EURUSD opened with weak momentum on Monday, tiptoeing sideways within last week’s tight range of 1.0940-1.0988.
Despite the muted tone in the market, the technical picture remains encouraging. The price has been trading within a short-term bullish channel over the past month and slightly above its exponential moving averages (EMAs), while it recently secured a strong foothold around the 50% Fibonacci retracement of the 2021-2022 downtrend and the ascending line from October.
Meanwhile, some caution might be necessary as the RSI and the MACD seem to be losing impetus. Yet, the former is still fluctuating comfortably above its 50 neutral mark, while the latter is also clearly above its zero line, endorsing the positive trajectory in the market.

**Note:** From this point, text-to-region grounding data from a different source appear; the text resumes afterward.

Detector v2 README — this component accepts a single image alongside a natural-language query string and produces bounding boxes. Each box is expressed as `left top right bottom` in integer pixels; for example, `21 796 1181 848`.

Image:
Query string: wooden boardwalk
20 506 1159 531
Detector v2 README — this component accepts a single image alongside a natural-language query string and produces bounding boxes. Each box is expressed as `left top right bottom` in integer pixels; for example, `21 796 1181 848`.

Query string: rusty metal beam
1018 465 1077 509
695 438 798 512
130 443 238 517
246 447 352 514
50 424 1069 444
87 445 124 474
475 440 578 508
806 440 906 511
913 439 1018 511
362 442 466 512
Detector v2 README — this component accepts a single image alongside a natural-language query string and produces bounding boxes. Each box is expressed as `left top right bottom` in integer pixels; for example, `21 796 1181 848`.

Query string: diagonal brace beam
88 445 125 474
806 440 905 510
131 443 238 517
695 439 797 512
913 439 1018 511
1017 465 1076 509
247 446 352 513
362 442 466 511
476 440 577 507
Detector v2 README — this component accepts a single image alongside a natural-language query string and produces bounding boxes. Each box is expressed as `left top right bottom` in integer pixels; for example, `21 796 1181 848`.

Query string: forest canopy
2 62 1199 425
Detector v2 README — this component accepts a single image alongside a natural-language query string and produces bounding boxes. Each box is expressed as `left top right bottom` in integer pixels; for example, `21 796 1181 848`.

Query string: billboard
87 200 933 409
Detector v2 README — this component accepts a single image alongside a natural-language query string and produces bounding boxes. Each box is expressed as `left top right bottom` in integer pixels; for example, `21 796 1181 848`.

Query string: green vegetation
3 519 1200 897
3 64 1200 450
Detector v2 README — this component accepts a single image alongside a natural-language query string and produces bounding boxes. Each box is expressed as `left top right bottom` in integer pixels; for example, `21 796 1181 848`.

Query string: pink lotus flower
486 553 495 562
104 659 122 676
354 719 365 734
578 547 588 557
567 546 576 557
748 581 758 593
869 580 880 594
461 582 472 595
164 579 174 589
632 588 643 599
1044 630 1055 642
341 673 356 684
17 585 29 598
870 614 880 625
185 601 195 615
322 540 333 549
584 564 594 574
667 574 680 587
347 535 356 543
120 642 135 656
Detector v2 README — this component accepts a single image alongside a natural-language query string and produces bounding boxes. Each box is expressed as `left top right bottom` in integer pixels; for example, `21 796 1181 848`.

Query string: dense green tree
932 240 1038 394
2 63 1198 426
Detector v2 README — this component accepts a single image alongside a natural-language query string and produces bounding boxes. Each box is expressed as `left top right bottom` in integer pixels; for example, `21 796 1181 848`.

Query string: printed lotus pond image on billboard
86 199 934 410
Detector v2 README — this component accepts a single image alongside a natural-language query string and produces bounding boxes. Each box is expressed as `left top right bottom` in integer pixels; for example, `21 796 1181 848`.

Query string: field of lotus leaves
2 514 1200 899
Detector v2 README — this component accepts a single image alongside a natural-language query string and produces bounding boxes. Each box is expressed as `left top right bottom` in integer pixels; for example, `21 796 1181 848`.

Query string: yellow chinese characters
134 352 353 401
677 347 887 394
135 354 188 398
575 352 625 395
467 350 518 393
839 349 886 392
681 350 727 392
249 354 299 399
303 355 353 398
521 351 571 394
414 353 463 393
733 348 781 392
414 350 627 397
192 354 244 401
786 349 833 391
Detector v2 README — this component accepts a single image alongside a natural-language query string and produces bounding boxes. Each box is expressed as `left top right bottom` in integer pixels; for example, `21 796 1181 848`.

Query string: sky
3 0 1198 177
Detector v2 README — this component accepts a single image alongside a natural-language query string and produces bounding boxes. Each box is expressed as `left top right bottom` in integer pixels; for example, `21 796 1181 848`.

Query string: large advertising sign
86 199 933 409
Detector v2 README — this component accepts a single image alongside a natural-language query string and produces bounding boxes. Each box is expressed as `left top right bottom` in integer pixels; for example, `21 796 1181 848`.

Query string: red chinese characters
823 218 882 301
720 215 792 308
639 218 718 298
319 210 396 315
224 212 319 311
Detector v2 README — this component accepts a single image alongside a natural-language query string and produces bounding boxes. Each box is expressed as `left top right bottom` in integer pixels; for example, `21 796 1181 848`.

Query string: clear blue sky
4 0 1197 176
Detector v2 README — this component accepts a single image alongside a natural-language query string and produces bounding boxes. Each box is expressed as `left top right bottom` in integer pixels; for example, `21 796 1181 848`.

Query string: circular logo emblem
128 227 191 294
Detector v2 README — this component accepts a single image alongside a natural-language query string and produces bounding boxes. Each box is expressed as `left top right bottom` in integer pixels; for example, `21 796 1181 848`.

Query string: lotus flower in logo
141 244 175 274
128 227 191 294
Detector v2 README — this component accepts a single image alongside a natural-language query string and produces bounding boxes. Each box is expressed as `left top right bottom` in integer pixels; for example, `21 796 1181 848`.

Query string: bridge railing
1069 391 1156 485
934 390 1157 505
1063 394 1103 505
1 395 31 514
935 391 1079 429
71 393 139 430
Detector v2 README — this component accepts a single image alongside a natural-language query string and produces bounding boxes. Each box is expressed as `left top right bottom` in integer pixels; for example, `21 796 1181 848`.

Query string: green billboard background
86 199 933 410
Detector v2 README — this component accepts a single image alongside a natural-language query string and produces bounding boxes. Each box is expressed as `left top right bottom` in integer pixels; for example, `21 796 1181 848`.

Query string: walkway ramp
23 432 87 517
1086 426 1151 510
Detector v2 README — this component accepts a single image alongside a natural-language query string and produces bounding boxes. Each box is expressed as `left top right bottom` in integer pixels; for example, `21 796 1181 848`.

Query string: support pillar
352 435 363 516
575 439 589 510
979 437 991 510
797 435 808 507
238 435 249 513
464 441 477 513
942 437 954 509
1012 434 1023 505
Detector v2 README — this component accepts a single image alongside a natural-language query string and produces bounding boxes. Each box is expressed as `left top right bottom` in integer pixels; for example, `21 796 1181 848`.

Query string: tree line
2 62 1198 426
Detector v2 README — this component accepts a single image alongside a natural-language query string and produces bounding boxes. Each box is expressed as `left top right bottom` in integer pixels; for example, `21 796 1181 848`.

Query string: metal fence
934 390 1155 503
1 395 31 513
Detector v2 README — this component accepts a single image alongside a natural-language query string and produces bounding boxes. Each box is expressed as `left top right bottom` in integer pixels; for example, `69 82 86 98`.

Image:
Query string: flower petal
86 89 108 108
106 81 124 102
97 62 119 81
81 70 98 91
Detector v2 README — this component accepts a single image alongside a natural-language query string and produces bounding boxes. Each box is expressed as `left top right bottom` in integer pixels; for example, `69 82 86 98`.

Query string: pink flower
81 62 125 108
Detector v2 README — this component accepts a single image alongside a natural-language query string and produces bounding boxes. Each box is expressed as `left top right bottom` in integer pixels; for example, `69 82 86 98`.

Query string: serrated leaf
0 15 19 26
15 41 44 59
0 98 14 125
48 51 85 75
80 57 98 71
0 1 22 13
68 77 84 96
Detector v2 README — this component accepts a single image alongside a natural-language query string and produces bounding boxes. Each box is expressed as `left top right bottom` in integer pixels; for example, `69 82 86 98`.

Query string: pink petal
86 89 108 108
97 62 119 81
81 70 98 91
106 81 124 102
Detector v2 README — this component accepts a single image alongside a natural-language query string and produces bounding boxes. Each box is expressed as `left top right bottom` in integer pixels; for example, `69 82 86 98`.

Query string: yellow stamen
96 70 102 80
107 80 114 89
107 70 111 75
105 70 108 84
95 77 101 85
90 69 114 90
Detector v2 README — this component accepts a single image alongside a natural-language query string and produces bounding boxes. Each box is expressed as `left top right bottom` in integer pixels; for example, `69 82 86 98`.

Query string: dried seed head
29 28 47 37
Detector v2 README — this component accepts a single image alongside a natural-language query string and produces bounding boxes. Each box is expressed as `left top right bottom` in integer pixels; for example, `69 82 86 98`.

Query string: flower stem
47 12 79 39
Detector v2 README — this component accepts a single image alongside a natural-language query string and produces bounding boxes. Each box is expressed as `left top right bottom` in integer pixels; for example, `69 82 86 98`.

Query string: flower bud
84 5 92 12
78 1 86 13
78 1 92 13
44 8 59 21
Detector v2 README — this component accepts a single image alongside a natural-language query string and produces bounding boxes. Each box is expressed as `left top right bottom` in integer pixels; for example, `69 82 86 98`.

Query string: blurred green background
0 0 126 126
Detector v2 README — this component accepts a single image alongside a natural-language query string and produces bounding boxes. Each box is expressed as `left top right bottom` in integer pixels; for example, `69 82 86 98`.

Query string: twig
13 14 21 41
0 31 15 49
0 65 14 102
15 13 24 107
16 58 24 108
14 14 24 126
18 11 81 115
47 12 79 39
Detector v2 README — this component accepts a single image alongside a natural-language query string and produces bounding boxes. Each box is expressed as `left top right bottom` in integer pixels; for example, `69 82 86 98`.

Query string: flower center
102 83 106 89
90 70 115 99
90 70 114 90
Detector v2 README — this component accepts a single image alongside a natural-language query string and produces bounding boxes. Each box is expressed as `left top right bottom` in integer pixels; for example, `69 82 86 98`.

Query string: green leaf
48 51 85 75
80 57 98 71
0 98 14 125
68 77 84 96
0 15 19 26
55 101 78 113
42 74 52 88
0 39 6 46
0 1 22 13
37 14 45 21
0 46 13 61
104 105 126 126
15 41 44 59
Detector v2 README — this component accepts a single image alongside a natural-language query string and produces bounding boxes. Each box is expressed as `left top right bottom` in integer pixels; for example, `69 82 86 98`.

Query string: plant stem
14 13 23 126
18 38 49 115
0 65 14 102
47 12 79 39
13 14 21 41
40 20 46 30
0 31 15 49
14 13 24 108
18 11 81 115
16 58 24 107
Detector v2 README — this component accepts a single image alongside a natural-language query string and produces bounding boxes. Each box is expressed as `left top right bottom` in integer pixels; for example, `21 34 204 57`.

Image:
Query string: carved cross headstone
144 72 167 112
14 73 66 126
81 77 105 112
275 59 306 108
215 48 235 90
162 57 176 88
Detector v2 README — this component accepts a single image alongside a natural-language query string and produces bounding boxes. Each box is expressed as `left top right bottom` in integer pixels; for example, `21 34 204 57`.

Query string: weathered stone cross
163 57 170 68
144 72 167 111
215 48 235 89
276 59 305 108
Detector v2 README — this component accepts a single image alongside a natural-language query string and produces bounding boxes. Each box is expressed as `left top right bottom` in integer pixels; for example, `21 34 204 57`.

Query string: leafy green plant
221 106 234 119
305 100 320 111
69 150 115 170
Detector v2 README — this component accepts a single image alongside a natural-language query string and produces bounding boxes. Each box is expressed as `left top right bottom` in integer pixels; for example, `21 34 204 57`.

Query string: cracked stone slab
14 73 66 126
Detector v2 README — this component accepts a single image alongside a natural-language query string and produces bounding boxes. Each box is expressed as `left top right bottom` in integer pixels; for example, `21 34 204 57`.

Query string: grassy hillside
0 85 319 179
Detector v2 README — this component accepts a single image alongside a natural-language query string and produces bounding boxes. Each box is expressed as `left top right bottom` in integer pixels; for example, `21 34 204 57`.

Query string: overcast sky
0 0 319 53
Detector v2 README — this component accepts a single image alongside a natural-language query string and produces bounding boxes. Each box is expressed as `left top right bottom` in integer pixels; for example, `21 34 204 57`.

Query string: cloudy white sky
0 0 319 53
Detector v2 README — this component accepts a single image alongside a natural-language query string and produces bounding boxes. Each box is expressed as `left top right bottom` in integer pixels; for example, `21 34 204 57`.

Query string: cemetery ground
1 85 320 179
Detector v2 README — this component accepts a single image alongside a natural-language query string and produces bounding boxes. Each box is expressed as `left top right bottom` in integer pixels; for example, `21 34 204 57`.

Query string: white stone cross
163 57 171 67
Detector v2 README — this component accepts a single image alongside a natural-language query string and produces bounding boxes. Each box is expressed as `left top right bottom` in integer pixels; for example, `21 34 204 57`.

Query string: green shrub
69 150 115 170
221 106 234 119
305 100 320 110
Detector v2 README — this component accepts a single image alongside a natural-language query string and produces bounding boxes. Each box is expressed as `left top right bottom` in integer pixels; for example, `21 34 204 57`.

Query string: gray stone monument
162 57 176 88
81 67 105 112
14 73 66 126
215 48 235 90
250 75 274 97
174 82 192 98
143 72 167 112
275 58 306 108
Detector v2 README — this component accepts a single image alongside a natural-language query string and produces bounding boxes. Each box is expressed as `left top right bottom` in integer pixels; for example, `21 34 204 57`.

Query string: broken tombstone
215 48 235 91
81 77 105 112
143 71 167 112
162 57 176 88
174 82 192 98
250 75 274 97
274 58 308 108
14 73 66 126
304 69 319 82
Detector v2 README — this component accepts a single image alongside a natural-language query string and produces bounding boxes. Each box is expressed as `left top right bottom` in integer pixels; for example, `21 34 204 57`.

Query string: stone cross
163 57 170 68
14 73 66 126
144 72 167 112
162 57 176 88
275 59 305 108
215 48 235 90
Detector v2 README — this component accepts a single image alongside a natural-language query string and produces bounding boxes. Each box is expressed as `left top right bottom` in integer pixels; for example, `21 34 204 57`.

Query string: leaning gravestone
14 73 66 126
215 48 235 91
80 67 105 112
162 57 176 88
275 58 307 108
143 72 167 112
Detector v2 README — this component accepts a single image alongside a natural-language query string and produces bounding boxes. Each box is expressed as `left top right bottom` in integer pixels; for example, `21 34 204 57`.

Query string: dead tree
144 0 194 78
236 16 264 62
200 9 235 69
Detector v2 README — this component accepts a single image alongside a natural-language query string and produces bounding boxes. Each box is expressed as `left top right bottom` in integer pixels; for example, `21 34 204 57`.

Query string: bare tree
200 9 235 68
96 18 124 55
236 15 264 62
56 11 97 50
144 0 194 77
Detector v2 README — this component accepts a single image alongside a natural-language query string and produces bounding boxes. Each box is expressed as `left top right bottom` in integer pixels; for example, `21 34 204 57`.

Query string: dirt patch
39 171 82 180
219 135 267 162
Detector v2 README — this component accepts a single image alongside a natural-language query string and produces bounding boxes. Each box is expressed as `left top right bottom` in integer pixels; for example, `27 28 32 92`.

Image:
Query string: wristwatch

If the bulls cross above the 1.0988 border, which they could not successfully claim in February, the recovery may speed up towards the channel’s upper boundary seen around 1.1130. A continuation above the 1.1183-1.1230 zone could then clear the way towards the 1.1365 resistance and the 61.8% Fibonacci of 1.1450.
Alternatively, the pair may come under renewed selling pressure if the 1.0940 support region collapses and the price slides below its 20-day EMA. If that proves to be the case, the 50-day EMA currently at 1.0825 may immediately attract attention ahead of the 1.0735-1.0700 area. Moving lower, the bears may next target the 200-day EMA and the 38.2% Fibonacci level of 1.0609.
In brief, the short-term risk for EURUSD remains skewed to the upside, sustaining hopes for a bounce up to the channel’s upper bar despite the latest horizontal move in the price.